Maudit qu’ils m’« énarvent ».

J’écrirais la même chose s’ils affrontaient les Devils.

Cette défaite, lors du troisième match, me donne encore plus le goût de voir le Canadien trouver une solution pour démolir ce club-là.

Les Hurricanes, c’est un modèle concernant les systèmes de jeu.
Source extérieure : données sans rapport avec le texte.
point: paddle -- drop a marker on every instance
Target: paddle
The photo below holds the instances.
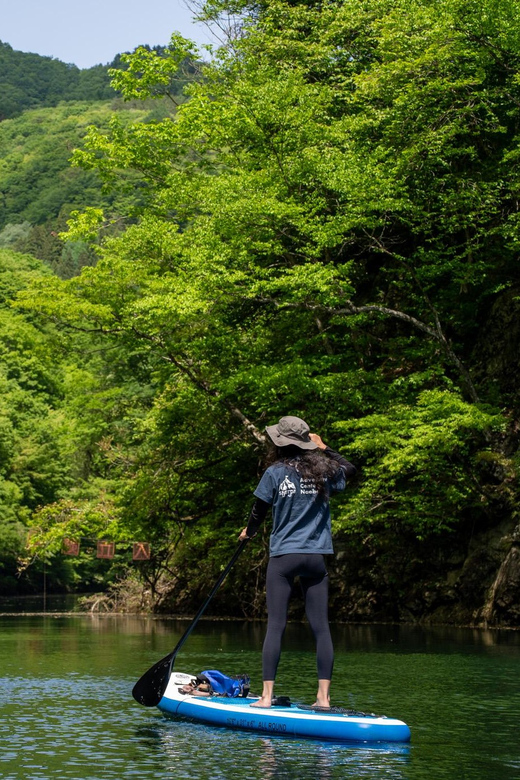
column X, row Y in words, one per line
column 149, row 689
J’ai demandé à trois grands cerveaux dans le développement du hockey au Québec et ils m’ont tous instinctivement souligné que c’était l’équipe à imiter.

Ne faites pas ça, SVP. C’est horrible. Je ne regarderai plus le hockey. Je vais me retaper tous les Columbo, comme durant la pandémie.

Contre Tampa, il y avait des feux d’artifice. Contre Buffalo, c’était fou. Contre les Hurricanes, ça ressemble à du soccer défensif.

La recette nutritive, mais plate

Je comprends. Ils ont la recette. Mais ça donne une salade sans vinaigrette avec parfois, quand ils se sentent de party, deux ou trois tomates cerises.

Comme Caroline, notre vieille tante gossante qui sait tout, qui ne boit pas de vin avec des sulfites et qui ne comprend pas pourquoi sa passion pour les oiseaux ne l’aide pas à trouver l’amour de sa vie.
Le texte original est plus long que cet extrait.